はじめに
テストコードでDBロジックを検証する際、プライマリキー(Primary Key, 以下PK)や外部キー(Foreign Key, 以下FK)の値の振り方に工夫をすることで、テストの可読性やメンテナンス性が向上します。今回は、私が普段採用している関連性が一目で分かるID設計について紹介します。
サンプルデータ設計
以下は customers、orders、order_details の3つのテーブルを例にした設計です。
customers テーブル
| id | name |
|---|---|
| 1 | あああ |
| 2 | いいい |
orders テーブル
| id | customer_id |
|---|---|
| 11 | 1 |
| 12 | 1 |
| 21 | 2 |
| 22 | 2 |
order_details テーブル
| id | order_id | price |
|---|---|---|
| 1101 | 11 | 298 |
| 1102 | 11 | 399 |
| 1201 | 12 | 1980 |
| 2101 | 21 | 19800 |
| 2201 | 22 | 99 |
| 2202 | 22 | 34800 |
設計の意図
PKやFKの値を単にインクリメントするのではなく、関連性がひと目で分かるような構造にしています。例えば、orders のIDは、customer_id を十の位に持たせています。
-
11,12はcustomer_id = 1に紐づいている注文 -
21,22はcustomer_id = 2に紐づいている注文
また、order_details のIDも同様に工夫されています。
-
1101,1102はorder_id = 11の注文詳細 -
1201はorder_id = 12の注文詳細
このようにすることで、IDを見ただけで関連性が把握でき、デバッグやテストの確認が容易になります。
メリット
1. 関連性が一目で分かる
外部キーの参照先を考える時間が減ります。
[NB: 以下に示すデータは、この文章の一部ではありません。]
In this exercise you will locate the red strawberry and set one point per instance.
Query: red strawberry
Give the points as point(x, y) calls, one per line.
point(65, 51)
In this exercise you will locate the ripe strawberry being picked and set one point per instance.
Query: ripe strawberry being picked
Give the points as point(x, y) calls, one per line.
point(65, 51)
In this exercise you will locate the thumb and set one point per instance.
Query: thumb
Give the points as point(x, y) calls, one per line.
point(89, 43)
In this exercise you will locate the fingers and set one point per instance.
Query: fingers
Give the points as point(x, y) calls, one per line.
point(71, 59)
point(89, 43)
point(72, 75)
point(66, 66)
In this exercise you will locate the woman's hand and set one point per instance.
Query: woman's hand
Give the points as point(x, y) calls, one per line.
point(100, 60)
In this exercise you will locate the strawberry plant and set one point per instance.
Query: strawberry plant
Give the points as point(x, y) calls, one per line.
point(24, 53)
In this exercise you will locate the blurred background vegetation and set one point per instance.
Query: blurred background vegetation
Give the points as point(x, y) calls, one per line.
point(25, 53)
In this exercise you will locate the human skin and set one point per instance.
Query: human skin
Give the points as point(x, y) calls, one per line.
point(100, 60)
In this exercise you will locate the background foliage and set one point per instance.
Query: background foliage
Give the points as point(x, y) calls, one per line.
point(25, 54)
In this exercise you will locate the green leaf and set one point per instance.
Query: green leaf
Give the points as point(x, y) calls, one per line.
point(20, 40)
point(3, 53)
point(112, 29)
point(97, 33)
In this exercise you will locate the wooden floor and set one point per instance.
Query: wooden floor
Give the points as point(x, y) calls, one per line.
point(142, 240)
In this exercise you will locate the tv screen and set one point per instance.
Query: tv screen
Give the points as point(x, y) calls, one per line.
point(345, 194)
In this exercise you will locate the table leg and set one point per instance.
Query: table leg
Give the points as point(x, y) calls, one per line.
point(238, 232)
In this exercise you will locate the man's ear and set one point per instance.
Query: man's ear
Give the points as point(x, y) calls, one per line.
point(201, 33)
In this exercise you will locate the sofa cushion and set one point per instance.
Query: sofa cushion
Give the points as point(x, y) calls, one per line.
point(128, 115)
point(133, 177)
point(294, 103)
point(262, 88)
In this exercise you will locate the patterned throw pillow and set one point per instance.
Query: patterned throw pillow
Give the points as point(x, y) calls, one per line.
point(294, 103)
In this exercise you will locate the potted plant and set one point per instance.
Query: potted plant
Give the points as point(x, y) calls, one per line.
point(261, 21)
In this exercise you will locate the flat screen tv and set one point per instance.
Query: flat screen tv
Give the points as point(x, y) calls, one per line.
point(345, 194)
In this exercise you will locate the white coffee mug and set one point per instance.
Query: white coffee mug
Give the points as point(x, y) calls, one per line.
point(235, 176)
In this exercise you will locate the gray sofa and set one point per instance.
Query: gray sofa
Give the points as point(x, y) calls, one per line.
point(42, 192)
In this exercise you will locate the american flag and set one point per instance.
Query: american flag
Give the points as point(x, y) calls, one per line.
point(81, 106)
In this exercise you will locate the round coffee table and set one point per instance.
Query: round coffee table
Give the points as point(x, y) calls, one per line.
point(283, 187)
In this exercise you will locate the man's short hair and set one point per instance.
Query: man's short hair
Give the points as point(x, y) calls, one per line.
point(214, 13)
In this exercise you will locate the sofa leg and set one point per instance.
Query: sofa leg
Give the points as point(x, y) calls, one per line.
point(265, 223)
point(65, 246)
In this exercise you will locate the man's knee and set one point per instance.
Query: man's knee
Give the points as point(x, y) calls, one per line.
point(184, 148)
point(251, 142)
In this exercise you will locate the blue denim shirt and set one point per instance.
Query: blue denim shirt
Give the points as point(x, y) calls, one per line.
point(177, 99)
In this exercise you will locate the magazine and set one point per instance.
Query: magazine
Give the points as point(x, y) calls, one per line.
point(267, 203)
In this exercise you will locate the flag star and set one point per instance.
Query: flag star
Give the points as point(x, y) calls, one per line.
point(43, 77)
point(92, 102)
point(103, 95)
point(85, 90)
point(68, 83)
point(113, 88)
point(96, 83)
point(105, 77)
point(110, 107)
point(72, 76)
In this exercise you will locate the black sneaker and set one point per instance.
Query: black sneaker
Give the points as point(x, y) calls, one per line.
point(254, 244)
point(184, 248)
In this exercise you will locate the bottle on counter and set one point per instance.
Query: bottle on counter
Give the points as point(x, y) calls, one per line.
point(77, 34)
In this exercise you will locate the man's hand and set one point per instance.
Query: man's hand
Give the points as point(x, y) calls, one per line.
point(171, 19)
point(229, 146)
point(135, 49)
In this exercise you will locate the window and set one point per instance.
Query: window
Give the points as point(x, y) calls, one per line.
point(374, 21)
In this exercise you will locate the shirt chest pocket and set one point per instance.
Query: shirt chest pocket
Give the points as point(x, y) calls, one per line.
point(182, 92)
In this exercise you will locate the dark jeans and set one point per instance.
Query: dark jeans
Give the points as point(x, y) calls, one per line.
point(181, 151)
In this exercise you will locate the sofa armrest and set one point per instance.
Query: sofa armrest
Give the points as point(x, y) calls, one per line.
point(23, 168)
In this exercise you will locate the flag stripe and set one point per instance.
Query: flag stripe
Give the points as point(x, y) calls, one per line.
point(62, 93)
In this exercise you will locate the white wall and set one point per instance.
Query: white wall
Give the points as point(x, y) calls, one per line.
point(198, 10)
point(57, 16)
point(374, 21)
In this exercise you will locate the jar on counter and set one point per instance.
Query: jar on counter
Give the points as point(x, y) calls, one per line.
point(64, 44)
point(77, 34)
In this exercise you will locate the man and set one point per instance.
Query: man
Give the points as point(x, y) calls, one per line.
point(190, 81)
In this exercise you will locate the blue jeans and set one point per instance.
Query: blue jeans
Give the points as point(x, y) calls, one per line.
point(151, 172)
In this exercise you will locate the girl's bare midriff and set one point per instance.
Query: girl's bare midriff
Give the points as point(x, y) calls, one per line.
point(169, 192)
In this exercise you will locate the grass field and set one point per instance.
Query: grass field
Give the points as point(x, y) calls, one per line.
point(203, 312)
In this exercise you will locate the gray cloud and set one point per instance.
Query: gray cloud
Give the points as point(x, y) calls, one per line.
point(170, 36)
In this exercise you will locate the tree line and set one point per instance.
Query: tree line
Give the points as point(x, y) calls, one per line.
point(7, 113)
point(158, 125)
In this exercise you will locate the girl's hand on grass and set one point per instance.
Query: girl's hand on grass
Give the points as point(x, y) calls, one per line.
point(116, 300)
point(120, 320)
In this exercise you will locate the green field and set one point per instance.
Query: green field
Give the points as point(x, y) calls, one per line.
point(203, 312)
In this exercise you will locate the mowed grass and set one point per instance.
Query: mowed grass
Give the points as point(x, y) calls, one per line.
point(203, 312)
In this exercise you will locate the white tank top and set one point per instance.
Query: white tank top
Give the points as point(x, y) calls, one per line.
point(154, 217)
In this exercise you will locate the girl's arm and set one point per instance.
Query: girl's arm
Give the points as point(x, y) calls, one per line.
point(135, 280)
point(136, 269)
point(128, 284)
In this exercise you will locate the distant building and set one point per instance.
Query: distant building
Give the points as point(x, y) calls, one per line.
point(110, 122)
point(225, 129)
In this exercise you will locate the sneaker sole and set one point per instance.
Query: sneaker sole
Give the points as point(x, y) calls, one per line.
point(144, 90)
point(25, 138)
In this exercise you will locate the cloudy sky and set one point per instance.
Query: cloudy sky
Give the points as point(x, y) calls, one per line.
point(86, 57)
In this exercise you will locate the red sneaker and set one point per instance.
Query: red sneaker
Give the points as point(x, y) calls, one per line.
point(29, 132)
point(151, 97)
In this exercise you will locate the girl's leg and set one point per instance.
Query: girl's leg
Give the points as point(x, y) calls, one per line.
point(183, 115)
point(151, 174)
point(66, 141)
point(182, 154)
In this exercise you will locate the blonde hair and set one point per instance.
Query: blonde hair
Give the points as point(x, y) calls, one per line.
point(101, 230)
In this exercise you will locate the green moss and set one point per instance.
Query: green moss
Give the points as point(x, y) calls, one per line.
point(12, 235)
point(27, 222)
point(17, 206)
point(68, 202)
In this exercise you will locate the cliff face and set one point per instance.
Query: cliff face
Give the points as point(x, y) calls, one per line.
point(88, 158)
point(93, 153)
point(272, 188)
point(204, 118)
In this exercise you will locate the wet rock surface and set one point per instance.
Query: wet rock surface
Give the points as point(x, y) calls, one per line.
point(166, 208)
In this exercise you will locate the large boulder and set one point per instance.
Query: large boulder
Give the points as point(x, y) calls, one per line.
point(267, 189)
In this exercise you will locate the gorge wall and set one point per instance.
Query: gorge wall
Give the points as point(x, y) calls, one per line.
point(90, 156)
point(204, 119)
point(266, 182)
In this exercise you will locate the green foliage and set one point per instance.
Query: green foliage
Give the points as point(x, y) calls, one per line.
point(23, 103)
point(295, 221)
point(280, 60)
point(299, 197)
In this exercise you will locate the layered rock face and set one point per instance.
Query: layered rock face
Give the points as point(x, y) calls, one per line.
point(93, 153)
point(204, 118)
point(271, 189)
IDを見れば自然と親子関係が想像でき、テストコードの読み解きがスムーズです。
2. クエリの意図が分かりやすい
例えば、order_id = 21 を検索した時、customer_id = 2 の注文だとすぐに理解できます。複雑なジョインをしなくても、ある程度の流れが把握できます。
3. デバッグが容易
テストが失敗した場合、該当のIDを見ればどの顧客のどの注文かがすぐ分かります。逆引きが簡単で、原因調査の速度が向上します。
注意点
- IDの管理を手動で行う必要があるため、意図的な設計が必要
- 自動生成する場合には、生成ルールの統一が求められる
まとめ
テストコードにおけるDBロジックの確認は、データの関連性が明確であればあるほどスムーズです。プライマリキーや外部キーの設計を工夫することで、テストの読みやすさやデバッグのしやすさが格段に向上します。ぜひ一度試してみてください。